[P] How do I embed sparse data before inputting into LSTM?
I am trying to understand an LSTM similar to what’s done in a paper about embedding medical concepts in an embedding layer before inputting to an LSTM.
A screenshot of the relevant figure is below:
The paper states:
1) There are 1837 features representing medical concepts. These concepts are textual medical codes such as “CPT 9002”
2) These 1837 features are put into an embedding layer with an output of (1837 x Demb-1)
3) A frequency vector of those features is then concatenated with that output, making the total dimensions of the output (1837 x Demb)
My question is: medical data is very sparse and often times only a small fraction of the medical concepts will appear at a particular time step.
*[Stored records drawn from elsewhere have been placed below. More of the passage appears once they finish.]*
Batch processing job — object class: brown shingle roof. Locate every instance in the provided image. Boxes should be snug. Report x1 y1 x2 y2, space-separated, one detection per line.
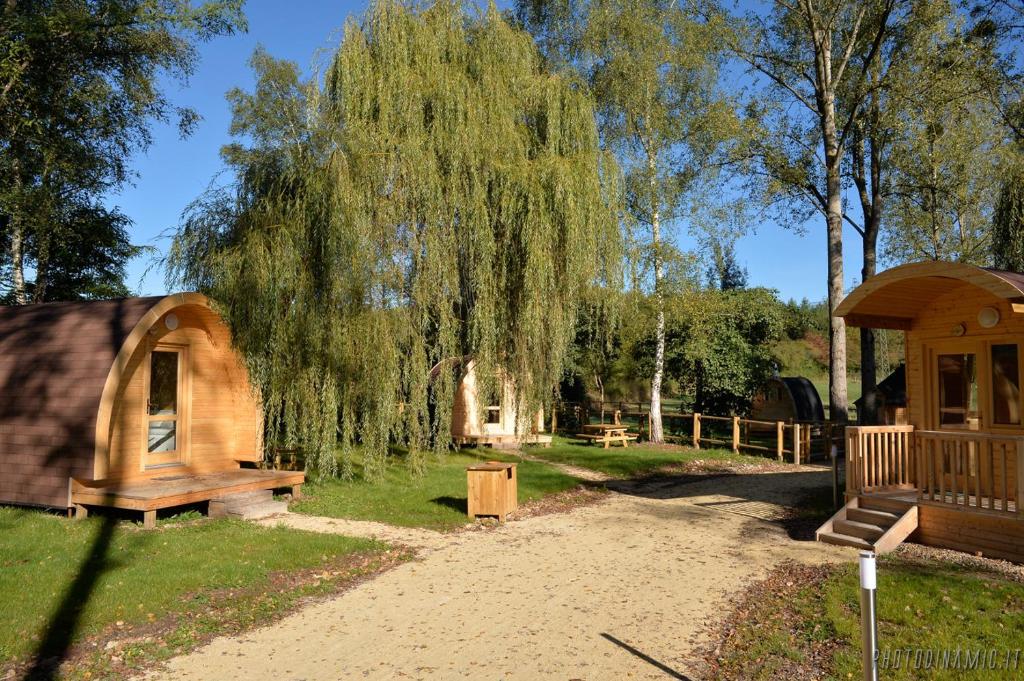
0 297 162 506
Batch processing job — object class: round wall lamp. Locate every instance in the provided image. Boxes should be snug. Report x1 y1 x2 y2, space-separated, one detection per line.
978 307 999 329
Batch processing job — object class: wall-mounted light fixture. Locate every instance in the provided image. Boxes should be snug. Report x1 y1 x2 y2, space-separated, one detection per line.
978 307 999 329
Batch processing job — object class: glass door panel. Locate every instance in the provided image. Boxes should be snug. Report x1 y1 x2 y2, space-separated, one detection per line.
145 349 182 468
937 352 981 430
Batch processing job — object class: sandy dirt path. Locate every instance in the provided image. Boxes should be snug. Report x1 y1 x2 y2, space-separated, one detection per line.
152 468 854 681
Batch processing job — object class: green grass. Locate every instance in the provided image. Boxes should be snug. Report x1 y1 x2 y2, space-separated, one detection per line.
0 508 386 676
530 436 765 477
292 449 580 530
720 556 1024 679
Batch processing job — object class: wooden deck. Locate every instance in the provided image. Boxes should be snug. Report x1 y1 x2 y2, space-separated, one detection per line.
71 468 306 526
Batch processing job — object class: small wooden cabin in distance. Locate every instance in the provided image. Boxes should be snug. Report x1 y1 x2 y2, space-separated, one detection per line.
818 262 1024 562
0 293 303 526
751 376 825 423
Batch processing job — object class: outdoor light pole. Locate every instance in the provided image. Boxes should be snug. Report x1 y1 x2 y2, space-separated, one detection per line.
828 444 840 510
860 551 879 681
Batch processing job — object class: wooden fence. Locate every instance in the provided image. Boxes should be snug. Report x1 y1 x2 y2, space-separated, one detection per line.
552 402 845 463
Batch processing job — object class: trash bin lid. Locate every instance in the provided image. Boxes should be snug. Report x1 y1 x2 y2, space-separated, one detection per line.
466 461 515 471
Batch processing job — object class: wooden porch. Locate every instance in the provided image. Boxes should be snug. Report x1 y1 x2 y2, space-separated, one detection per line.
818 426 1024 562
71 468 305 528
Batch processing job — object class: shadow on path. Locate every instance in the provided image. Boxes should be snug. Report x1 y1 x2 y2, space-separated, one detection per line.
601 632 693 681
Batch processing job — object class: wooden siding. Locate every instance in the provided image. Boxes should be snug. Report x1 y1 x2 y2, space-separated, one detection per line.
910 504 1024 563
0 298 161 507
108 305 261 479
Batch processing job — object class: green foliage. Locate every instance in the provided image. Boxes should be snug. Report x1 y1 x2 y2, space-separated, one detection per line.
0 0 245 303
992 166 1024 272
0 508 385 666
716 556 1024 680
292 448 585 530
170 0 621 478
633 289 783 415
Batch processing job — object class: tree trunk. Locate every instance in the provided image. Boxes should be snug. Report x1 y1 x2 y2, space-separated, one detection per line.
812 25 849 423
647 155 665 442
10 216 29 305
10 160 29 305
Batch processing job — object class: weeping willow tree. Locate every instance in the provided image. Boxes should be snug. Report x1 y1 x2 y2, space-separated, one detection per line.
169 0 621 477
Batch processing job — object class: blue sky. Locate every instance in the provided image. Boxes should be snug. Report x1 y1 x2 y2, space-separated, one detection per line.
108 0 860 300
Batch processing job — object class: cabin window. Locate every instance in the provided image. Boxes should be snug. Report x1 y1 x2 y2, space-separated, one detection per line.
938 352 978 427
146 350 179 453
992 343 1021 426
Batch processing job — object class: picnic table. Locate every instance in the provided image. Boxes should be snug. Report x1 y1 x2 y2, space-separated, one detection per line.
577 423 637 450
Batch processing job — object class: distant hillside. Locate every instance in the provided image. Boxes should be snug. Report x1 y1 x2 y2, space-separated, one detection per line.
774 329 903 409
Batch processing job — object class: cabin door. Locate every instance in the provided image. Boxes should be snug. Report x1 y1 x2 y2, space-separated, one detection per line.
142 345 188 469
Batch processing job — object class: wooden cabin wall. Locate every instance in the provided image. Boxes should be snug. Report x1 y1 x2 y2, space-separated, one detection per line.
909 504 1024 563
906 284 1024 434
109 305 262 478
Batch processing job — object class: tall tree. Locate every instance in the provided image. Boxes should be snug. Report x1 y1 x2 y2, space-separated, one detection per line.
170 0 622 477
992 165 1024 272
735 0 896 421
0 0 245 303
516 0 739 442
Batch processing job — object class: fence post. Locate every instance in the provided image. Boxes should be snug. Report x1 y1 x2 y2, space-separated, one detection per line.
1015 439 1024 518
793 421 800 466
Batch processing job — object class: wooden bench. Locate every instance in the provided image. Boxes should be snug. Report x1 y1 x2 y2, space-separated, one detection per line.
575 431 637 450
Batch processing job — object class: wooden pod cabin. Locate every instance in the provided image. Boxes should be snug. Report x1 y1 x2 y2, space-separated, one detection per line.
440 359 551 449
818 262 1024 562
751 376 825 423
0 293 303 525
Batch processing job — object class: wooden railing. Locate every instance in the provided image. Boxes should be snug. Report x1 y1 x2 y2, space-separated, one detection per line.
846 426 916 494
916 430 1024 515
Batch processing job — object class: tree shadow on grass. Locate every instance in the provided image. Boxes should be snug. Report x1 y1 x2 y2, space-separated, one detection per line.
25 514 118 681
430 497 469 515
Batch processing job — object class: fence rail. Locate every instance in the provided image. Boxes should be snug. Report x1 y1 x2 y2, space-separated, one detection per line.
552 401 845 463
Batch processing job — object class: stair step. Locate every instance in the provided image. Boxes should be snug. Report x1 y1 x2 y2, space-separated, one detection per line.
857 495 913 515
208 490 273 518
818 533 874 551
846 508 899 528
227 501 288 520
833 518 886 543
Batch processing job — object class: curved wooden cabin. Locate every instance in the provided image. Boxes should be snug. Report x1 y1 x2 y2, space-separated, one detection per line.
751 376 825 423
819 262 1024 561
0 293 302 524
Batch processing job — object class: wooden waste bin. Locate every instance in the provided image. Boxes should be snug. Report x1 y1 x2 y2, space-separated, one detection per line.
466 461 519 521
For example, only 10 of the 1837 features will have data for one time step. So how do I go about creating this input for this embedding layer in practice?
Assuming I have 10 out of the 1837 features available for a timestep, would the input to the embedding look like:
1) A vector of length 10 representing the available data? If so, why would the paper say that the output is 1837xDemb-1?
2) A vector of length 1837 containing 1’s and 0’s indicating which features were available for this timestep? If so, why would you need to concatenate the frequencies to the output?
I am just super confused of how to create the input vector in practice and any information would be greatly helpful.